3. Front axle according to claim 2, characterized in that the means of recovery of longitudinal forces braking is a straight rod

(12) whose ends are respectively fixed on the pivot support (4) via an elastic hinge (13), and on the second hinge (10) of the support (6).

4. Front axle according to claim 2, characterized in that the means for taking up the longitudinal forces during braking is the straight bent portion.
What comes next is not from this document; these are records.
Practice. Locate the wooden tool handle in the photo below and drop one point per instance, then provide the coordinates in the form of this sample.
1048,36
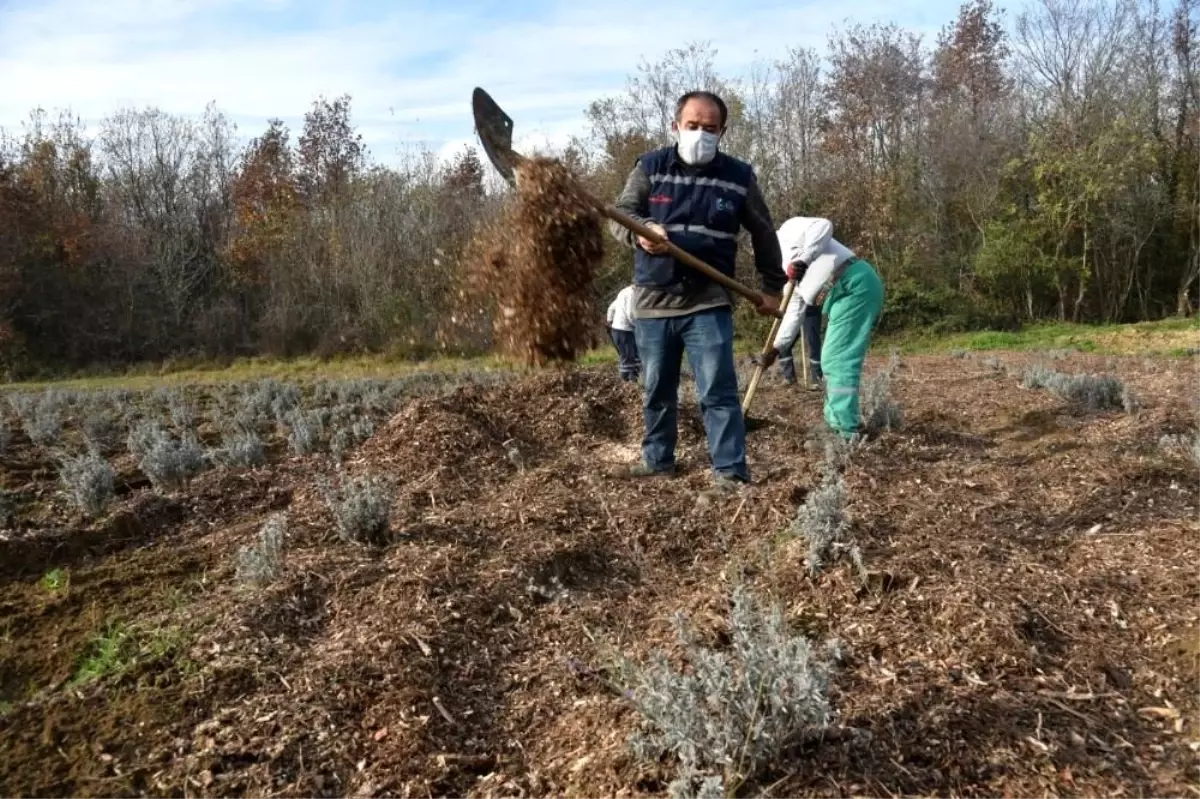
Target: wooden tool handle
630,223
767,348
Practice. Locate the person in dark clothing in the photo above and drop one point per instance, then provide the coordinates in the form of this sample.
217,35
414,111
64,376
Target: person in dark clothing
700,198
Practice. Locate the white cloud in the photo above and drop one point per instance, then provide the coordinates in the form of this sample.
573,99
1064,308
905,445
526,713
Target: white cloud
409,71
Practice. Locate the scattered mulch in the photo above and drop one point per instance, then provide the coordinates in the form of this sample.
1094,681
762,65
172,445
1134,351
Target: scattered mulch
1029,624
537,262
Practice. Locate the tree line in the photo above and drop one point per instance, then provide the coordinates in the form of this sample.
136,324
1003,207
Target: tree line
1015,169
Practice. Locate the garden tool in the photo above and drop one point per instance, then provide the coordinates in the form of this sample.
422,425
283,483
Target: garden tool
766,350
495,130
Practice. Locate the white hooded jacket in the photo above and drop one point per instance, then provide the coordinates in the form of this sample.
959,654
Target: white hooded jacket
621,311
810,240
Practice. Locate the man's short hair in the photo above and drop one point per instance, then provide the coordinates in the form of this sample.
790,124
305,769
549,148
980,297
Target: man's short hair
703,95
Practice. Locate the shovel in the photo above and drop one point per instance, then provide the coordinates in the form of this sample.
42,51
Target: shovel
495,128
754,424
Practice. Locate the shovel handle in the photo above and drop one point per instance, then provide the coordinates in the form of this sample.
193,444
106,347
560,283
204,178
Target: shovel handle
766,348
630,223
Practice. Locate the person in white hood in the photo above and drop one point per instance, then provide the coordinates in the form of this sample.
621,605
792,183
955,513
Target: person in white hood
808,318
851,294
621,332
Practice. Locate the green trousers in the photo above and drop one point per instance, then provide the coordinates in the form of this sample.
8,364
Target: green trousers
852,307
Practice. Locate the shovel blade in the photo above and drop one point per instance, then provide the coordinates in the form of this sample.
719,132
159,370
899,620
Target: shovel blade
495,130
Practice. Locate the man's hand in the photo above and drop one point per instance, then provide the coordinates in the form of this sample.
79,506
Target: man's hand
768,305
653,247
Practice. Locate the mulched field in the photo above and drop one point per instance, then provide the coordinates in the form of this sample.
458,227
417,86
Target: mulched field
1029,623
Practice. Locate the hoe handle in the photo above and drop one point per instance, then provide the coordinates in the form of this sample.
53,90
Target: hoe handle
766,348
630,223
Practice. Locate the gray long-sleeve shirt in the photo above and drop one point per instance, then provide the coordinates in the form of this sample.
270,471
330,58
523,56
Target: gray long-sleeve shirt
649,302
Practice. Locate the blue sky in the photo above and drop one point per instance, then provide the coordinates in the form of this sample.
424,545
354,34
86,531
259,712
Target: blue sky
408,66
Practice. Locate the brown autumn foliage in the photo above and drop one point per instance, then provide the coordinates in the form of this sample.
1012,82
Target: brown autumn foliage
539,259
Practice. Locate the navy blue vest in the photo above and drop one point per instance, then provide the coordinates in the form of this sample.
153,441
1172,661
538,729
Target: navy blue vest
700,209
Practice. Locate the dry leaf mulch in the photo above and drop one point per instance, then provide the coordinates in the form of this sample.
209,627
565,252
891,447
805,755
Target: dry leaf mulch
1029,625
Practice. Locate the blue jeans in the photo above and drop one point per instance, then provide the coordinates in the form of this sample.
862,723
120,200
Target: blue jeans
707,336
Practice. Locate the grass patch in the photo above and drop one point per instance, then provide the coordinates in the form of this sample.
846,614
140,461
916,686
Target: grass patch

(19) an anti-roll bar (17) extending parallel to the blade transverse (1); the end part (20) of the straight bent part (19) of the anti-roll bar (17) being fixed on the wheel pivot support (4) by an elastic fixing means (21) and the end part of the right portion (18) of the anti-roll bar (17), not bent, being fixed on the support (6), near the second articulation (10), by an elastic pivot connection (22).

5. Front axle according to any one of claims 2 to 4, characterized in that the support (6) of the blade (1) is also used as a support for a steering rack (14); fastening means (16) of the rack (14) on the support (6) being arranged in the vicinity of the second articulation (10) of the support (6).

6. Front axle according to any one of the preceding claims, characterized in that each support (6) is disposed substantially between the end portion (2) of the blade (1) and the longitudinal axis (X ') of the vehicle.

7. Front axle according to one of the preceding claims, characterized in that the longitudinal axis of the blade (1) is substantially centered on the axis of the wheels (11).

8. Motor vehicle comprising a front axle according to any one of the preceding claims.